E-Mailers Cool Down on Goodmail, Lawmakers Heat Up

Though the controversy over AOL’s use of Goodmail CertifiedEmail has subsided in the e-mail industry, nonprofit and advocacy groups – as well as a state lawmaker in California – continue to express concerns.

The latest opposition came last week from California state Sen. Dean Florez, who called for a closer look at the program.

“It seems to me that AOL is setting a horrible precedent here,” said Florez, a Democrat. “The whole idea of Net Neutrality gets wiped away, and we are left with an Internet of haves and have-nots.”

Florez told DM News that he wants Yahoo and AOL technical experts to explain how Goodmail and its fees will work at a March 28 hearing. He also wants AOL to explain the program before it rolls out in April. Yahoo plans to implement a CertifiedEmail program in a few months as well.

AOL recently told nonprofits they can get free third-party e-mail accreditation, but only discounted rates for Goodmail CertifiedEmail. Florez wants to determine how AOL defines a nonprofit group, because some churches and other organizations are not classified as 501c nonprofits but still wouldn’t have the money to pay for a premium e-mail delivery service. Instead of proposing legislation on the issue, Florez aims to “have them publicly explain … what it is. Maybe AOL hasn’t thought out the end-user consumer perception of this.”
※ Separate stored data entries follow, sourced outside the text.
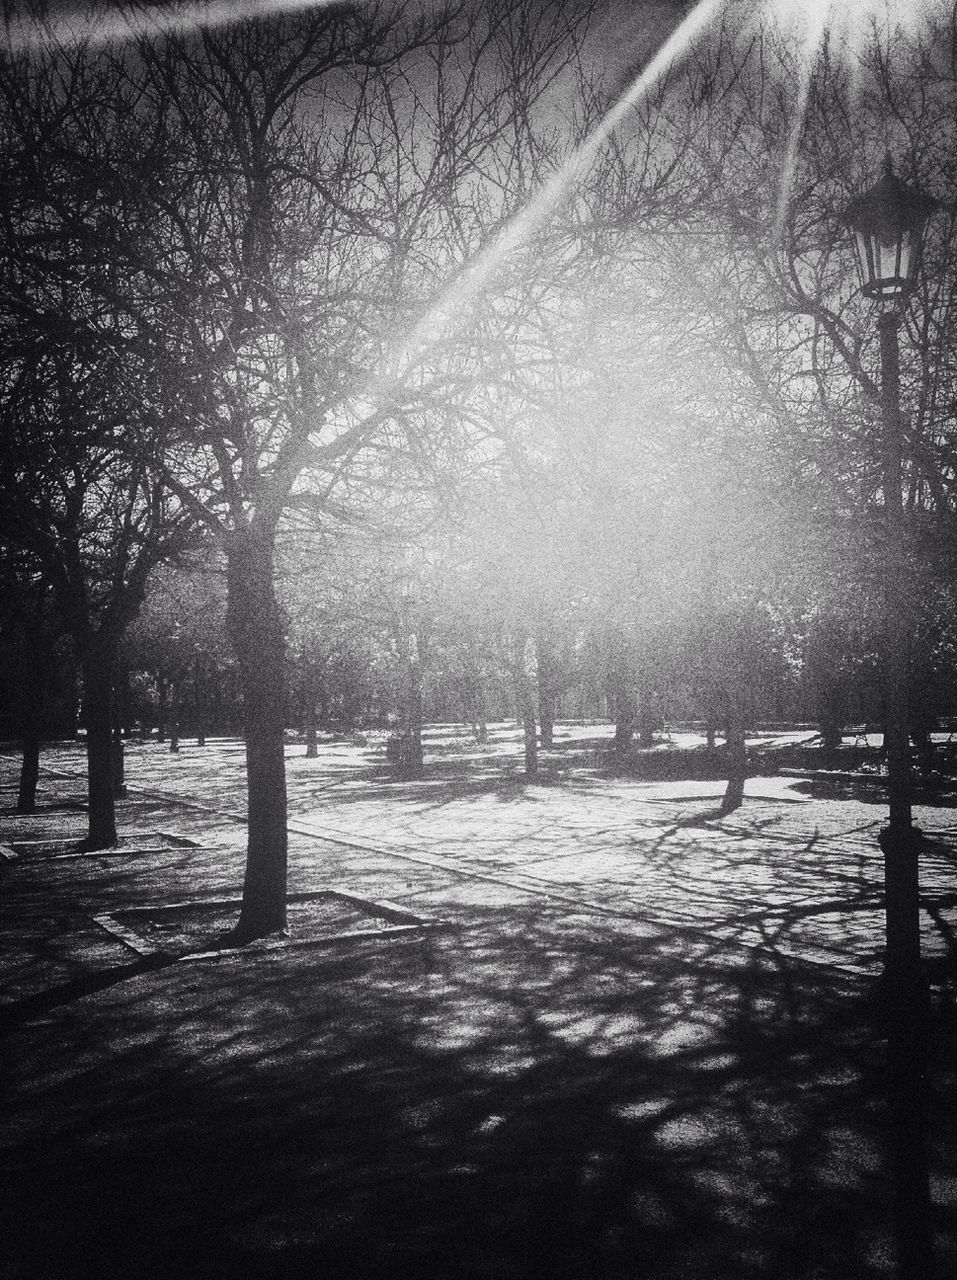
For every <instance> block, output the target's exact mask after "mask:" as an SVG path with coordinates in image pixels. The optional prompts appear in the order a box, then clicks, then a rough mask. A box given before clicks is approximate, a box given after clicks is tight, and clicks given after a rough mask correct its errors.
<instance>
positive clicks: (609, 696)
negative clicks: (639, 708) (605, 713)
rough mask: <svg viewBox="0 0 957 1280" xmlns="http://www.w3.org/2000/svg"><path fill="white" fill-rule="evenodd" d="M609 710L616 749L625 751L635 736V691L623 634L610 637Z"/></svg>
mask: <svg viewBox="0 0 957 1280" xmlns="http://www.w3.org/2000/svg"><path fill="white" fill-rule="evenodd" d="M605 687H606V692H608V701H609V710H610V713H612V718H613V719H614V749H615V751H624V750H627V749H628V748H629V746H631V741H632V739H633V736H635V692H633V690H632V685H631V673H629V671H628V660H627V657H626V652H624V641H623V640H622V636H621V634H614V635H612V637H610V652H609V663H608V675H606V680H605Z"/></svg>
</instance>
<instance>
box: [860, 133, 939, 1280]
mask: <svg viewBox="0 0 957 1280" xmlns="http://www.w3.org/2000/svg"><path fill="white" fill-rule="evenodd" d="M933 210H934V201H931V200H930V197H928V196H926V195H924V192H921V191H919V189H916V188H915V187H907V186H906V184H905V183H903V182H901V179H899V178H897V177H896V175H894V173H893V168H892V164H890V157H889V156H888V157H887V160H885V165H884V175H883V178H882V179H880V180H879V182H878V183H876V186H874V187H871V188H870V191H867V192H865V193H864V195H862V196H860V197H858V198H857V200H855V201H852V202H851V204H850V205H848V207H847V210H846V212H844V220H846V221H847V224H848V227H850V228H851V230H852V232H853V234H855V247H856V251H857V264H858V268H860V273H861V283H862V287H864V292H865V293H866V294H867V296H869V297H873V298H876V300H878V301H879V302H880V303H882V305H883V306H882V311H880V315H879V316H878V333H879V337H880V375H882V376H880V410H882V426H883V430H882V443H883V449H882V453H883V479H882V488H883V499H884V538H885V545H884V746H885V750H887V771H888V809H889V817H888V824H887V827H884V829H883V831H882V832H880V836H879V841H880V847H882V850H883V852H884V900H885V908H884V910H885V916H887V951H885V961H884V984H885V993H887V1038H888V1120H889V1129H890V1157H892V1165H893V1174H894V1190H896V1197H894V1198H896V1210H897V1213H896V1219H897V1233H896V1234H897V1248H898V1270H897V1274H898V1277H899V1280H926V1277H929V1276H930V1275H931V1270H933V1251H931V1239H930V1224H929V1211H930V1190H929V1176H928V1157H926V1004H928V996H926V989H925V986H924V982H922V975H921V970H920V884H919V869H917V855H919V847H920V832H919V831H917V829H916V828H915V826H913V822H912V818H911V762H910V726H908V719H907V686H908V678H910V637H911V635H910V632H911V628H910V608H908V599H907V596H908V591H907V568H906V558H905V536H903V500H902V494H901V481H902V472H903V463H902V454H903V433H902V422H901V364H899V347H898V337H897V334H898V329H899V326H901V316H902V310H903V306H905V305H906V302H907V297H908V294H910V292H911V289H912V287H913V283H915V280H916V274H917V264H919V259H920V247H921V238H922V234H924V227H925V224H926V220H928V218H929V216H930V214H931V212H933Z"/></svg>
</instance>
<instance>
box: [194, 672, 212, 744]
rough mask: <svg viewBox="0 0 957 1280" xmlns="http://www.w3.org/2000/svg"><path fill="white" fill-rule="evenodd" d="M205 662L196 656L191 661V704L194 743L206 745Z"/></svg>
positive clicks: (205, 672) (205, 681) (207, 700)
mask: <svg viewBox="0 0 957 1280" xmlns="http://www.w3.org/2000/svg"><path fill="white" fill-rule="evenodd" d="M206 684H207V676H206V662H205V660H203V658H201V657H197V658H196V662H194V663H193V704H194V707H196V745H197V746H206V728H207V721H209V696H207V689H206Z"/></svg>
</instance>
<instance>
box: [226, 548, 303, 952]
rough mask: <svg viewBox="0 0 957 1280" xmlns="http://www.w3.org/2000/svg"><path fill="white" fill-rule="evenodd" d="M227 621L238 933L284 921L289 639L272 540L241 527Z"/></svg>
mask: <svg viewBox="0 0 957 1280" xmlns="http://www.w3.org/2000/svg"><path fill="white" fill-rule="evenodd" d="M226 556H228V570H226V582H228V604H226V625H228V628H229V635H230V640H232V643H233V646H234V649H235V654H237V659H238V666H239V678H241V685H242V692H243V730H244V733H246V771H247V805H248V831H247V851H246V878H244V883H243V905H242V911H241V914H239V922H238V924H237V927H235V938H237V941H239V942H246V941H249V940H252V938H257V937H262V936H265V934H267V933H275V932H278V931H280V929H284V928H285V890H287V859H288V833H287V801H285V740H284V739H285V735H284V731H285V724H284V707H285V696H284V694H285V643H284V636H283V622H281V616H280V612H279V605H278V603H276V596H275V584H274V568H273V541H271V538H270V536H265V535H261V534H257V531H256V530H248V529H243V530H239V531H237V532H235V534H234V535H233V536H232V538H230V540H229V543H228V547H226Z"/></svg>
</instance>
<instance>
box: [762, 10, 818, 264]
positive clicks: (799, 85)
mask: <svg viewBox="0 0 957 1280" xmlns="http://www.w3.org/2000/svg"><path fill="white" fill-rule="evenodd" d="M826 32H828V8H826V6H825V5H823V4H819V5H818V6H816V9H815V12H814V13H812V14H809V15H807V19H806V26H805V29H803V36H802V38H801V44H800V46H798V50H797V76H798V84H797V100H796V102H795V119H793V122H792V124H791V129H789V131H788V142H787V147H786V150H784V160H783V163H782V166H780V179H779V183H778V202H777V206H775V211H774V229H773V242H774V243H775V244H777V243H778V242H779V241H780V237H782V234H783V232H784V220H786V219H787V214H788V206H789V204H791V192H792V189H793V186H795V170H796V168H797V152H798V147H800V146H801V134H802V133H803V127H805V116H806V115H807V99H809V96H810V92H811V77H812V74H814V63H815V60H816V58H818V51H819V50H820V46H821V44H823V42H824V38H825V36H826Z"/></svg>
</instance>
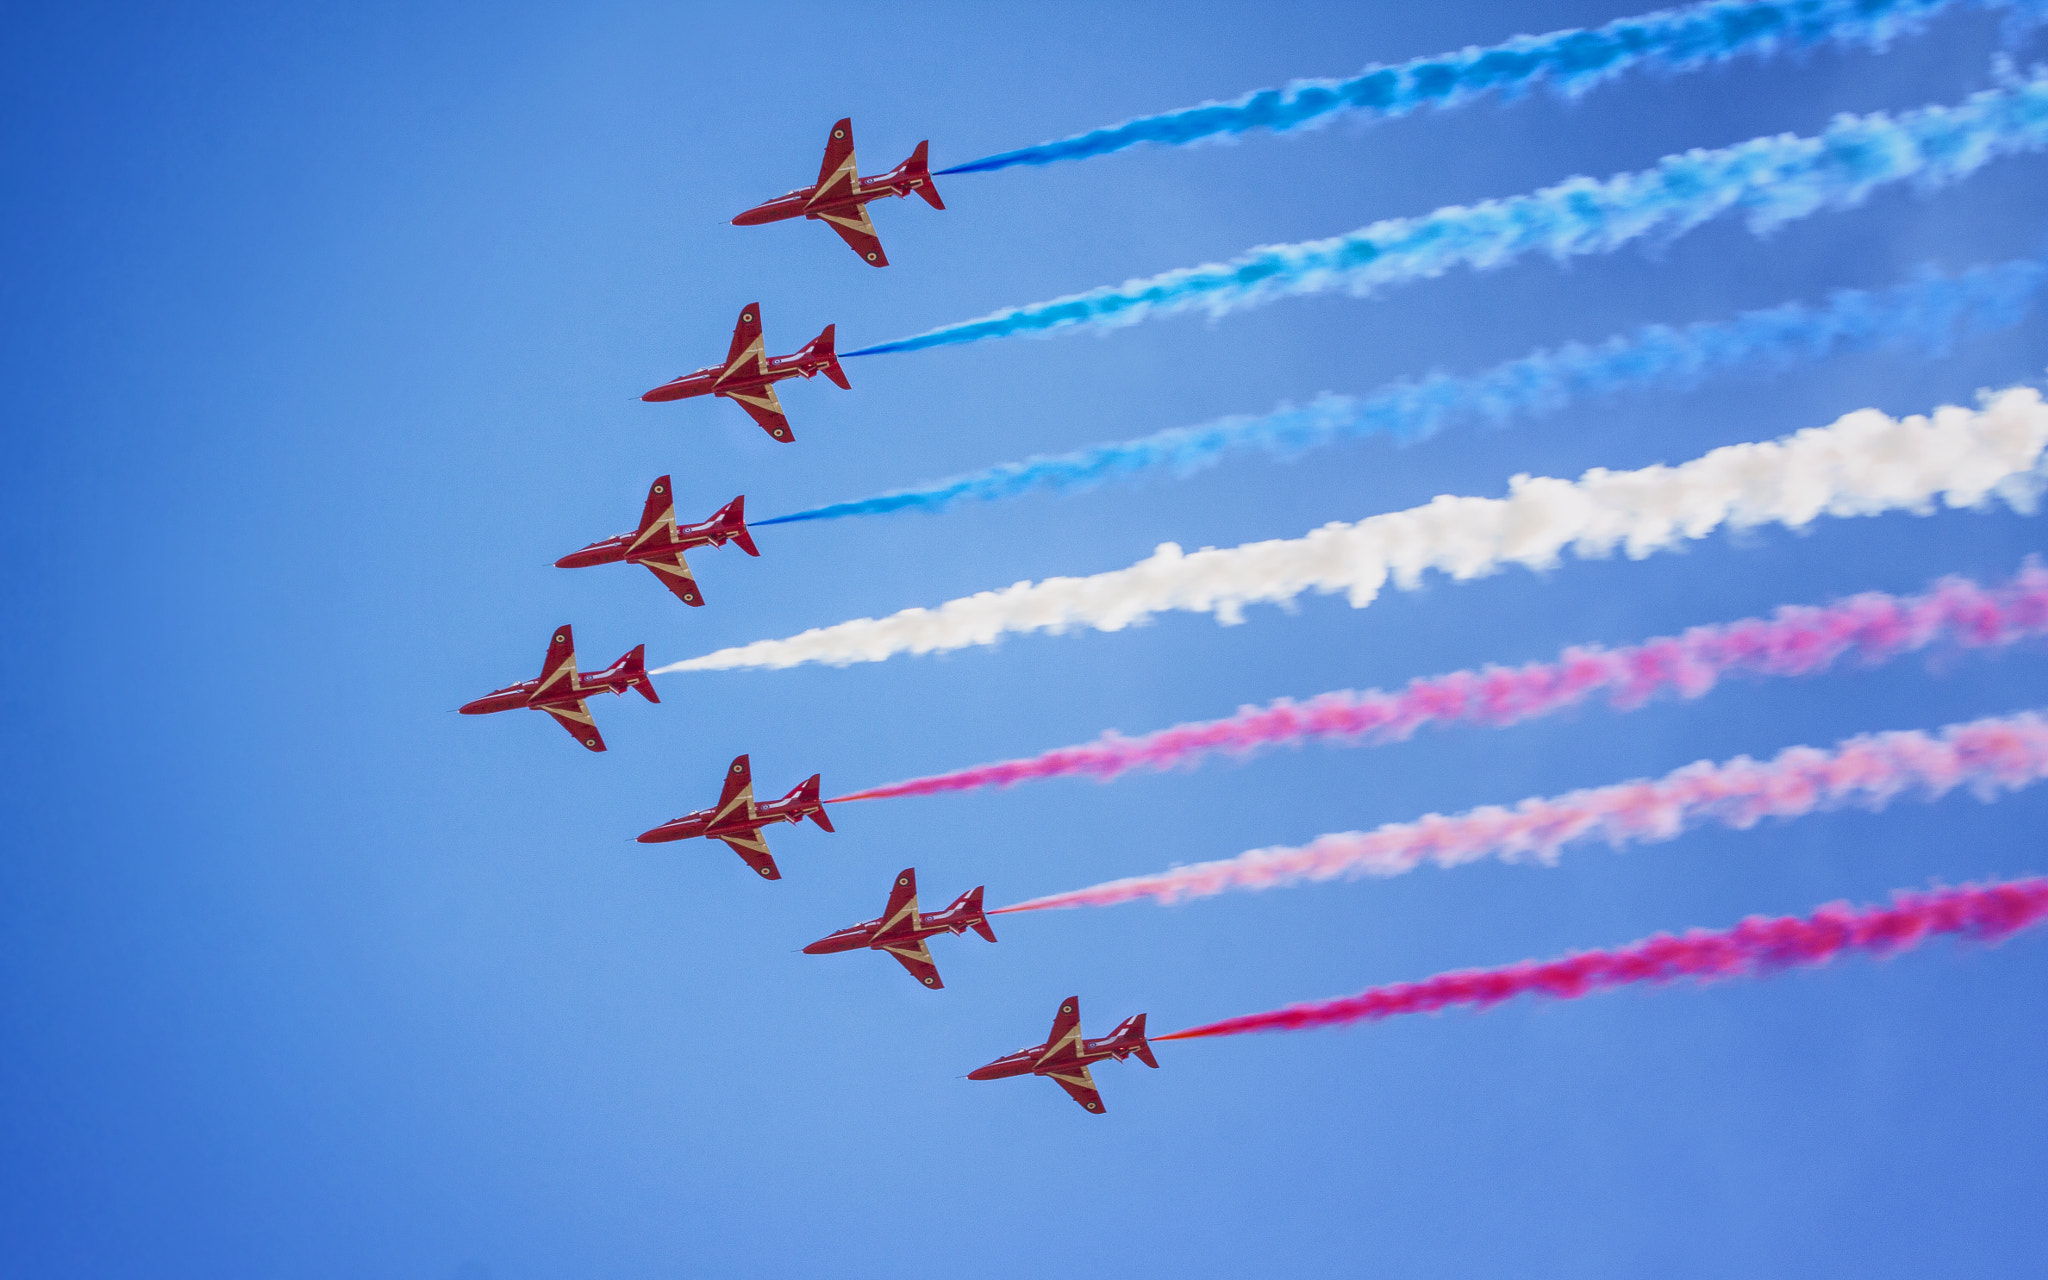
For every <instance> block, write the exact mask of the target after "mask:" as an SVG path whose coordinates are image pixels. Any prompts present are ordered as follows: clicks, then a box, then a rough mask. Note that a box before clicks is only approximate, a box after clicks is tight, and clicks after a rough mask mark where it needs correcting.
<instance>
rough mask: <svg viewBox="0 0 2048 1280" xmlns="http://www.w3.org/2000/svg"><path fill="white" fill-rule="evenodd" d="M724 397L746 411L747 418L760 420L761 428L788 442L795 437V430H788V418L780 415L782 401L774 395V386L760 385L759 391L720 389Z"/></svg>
mask: <svg viewBox="0 0 2048 1280" xmlns="http://www.w3.org/2000/svg"><path fill="white" fill-rule="evenodd" d="M719 395H723V397H725V399H729V401H733V403H737V406H739V408H741V410H745V412H748V418H752V420H754V422H760V426H762V430H764V432H768V434H770V436H774V438H776V440H782V442H784V444H788V442H791V440H795V438H797V432H793V430H788V418H784V416H782V401H780V399H778V397H776V393H774V387H762V389H760V391H748V393H743V395H741V393H739V391H721V393H719Z"/></svg>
Meanwhile, e-mail service providers said they are still trying to assure clients that their e-mails will be delivered properly in AOL.

“I think there is still some confusion out there, but nowhere near as bad as when the announcement first came out,” said Annette Tonti, CEO of e-mail marketing firm Bluestreak, Providence, RI. “The way AOL handled it initially caused the grief. They made it sound like, ‘Everything else is going away, and you have to do this.’ Then they went back and said, ‘You don’t have to do this.’ It confused everyone.”

Bluestreak and many other ESPs are offering Goodmail CertifiedEmail to senders who choose to use it. “It’s basically a way to send your mail very specifically packaged up, kind of like FedEx,” Tonti said. “It gets there quicker and more assured.”

Groups opposing AOL could be reassured by a report from the nonprofit Center for Democracy and Technology, Washington, which said last week that it’s not concerned about CertifiedEmail.

“CDT does not believe the service will harm the ability of non-paying senders to deliver messages to AOL customers,” according to a statement in its “Certified Email Plan Stirs Controversy” report. Legitimate bulk mailers who opt not to participate should see no decline in deliverability.

Also, consumers should not confuse the CertifiedEmail controversy with Net Neutrality, an issue that has been raised by nonprofits and legislators.

“CDT believes that certified mail and network neutrality are distinct and separate issues, distinguished by significant differences relating to competition, capacity and architecture,” the report said.

Though critics have said spam could rise with CertifiedEmail, CDT noted that Goodmail required extensive screening of companies signing up: “Thus, spammers and unscrupulous marketers will not be able to pay their way around AOL’s spam filters.”

Spammers getting more mail through on AOL is one issue that concerns Florez.

“There is an assumption there that spammers won’t pay,” he said. “I know a lot of people who would pay.”

AOL Clarifies CertifiedEmail

AOL clarified several points about CertifiedEmail in a “Fiction Versus Fact” paper it distributed. DM News excerpts the main points:

Fiction: CertifiedEmail is an “e-mail tax.”

Fact: This term is perhaps an eye-catching, political fundraising tool, but just plain bad information. The consumer pays nothing. AOL opposes the concept of any kind of e-mail tax.

Fiction: CertifiedEmail is exactly what proponents of “Net Neutrality” have warned about.

Fact: An alarming “reach” … [it] has absolutely nothing to do with so-called “Net Neutrality.” It’s not an “apples-and-oranges” comparison. It’s more like “apples and kumquats.”

Fiction: CertifiedEmail is a way for spammers to send unwanted e-mail to consumers.

Fact: Goodmail strictly disallows those who have not previously secured the expressed consent of consumers from signing up for Goodmail tokens.

Fiction: CertifiedEmail circumvents and replaces AOL’s existing anti-spam tools and filters.

Fact: AOL always has and always will retain the right to make final determinations about who does and does not e-mail our members. Besides, the Goodmail sender verification process is comprehensive, thorough and strict.